Wednesday, April 20, 2011

Relapse OR Adjusting the mind set

I am dreaming of you. I am thinking of you. Classically trained to investigate and evaluate all and everyone who comes before me. Assuming that I knew what was best for me, I would say it would be you. I tested fate out yet again. I had left you alone, and ignored all attempts at getting to know you again, but did I listen to my inner self stating that you were a distant memory, and that everything about you and in regards to you would be forgotten. Immediately I assumed that love wouldn’t live here anymore with you, but in fact loved continues to blossom and bloom for you. No matter how hard I try to deny my truth and intent for you, everything appears to leave me. Strength, sanity and for all it’s worth my soul. Encased in a glass by your essence. Surrounded in such a way I am left suffocating. One will never know the power of your hold upon me.
So as entranced as I am, I am wishing and hoping that you come along and set me free. I am praying that I will find that ideal partner to compliment me in all ways as possible. We read continually in magazine, and newspapers just how much one searches for their ideal mate. People will go to the ends of the earth in search of that special someone. What will I have to do? I write openly about my feelings and report all the up and down moments, because my emotions, heart and love at this moment is inconsistently consistent. It’s as if expecting anything above and beyond, but then again receiving temporary relief with some saddened structure.

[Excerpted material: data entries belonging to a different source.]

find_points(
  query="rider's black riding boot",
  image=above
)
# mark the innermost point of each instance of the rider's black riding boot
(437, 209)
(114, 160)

As fleeting and failing as my love life appears I trust in it. I am learning to turn these feelings, disappointments, failures and downright discerning moments into written momentum. I am tackling my fears and facing them head on each fear one day at a time. I can only count my many blessings and ability to transcend the onslaught of this crazy crazy life.
Although I am writing my troubles away, I wish to touch and affect as many people as possible. I wish the dating and relating world to be in peace with all and everyone in it. I am hoping that life continues to generate subjects for me that release and transition past, present and make waves for future possibilities.

Lesson Fifty Six: I am not surprised …..
I could claim a love relapse, but I won’t. I just went back to revisit an old hurt that I continually press on about and speak of whenever I write. Nothing will change overnight, and it takes time to see things, especially life through, however, never discourage yourself from a lesson and a blessing.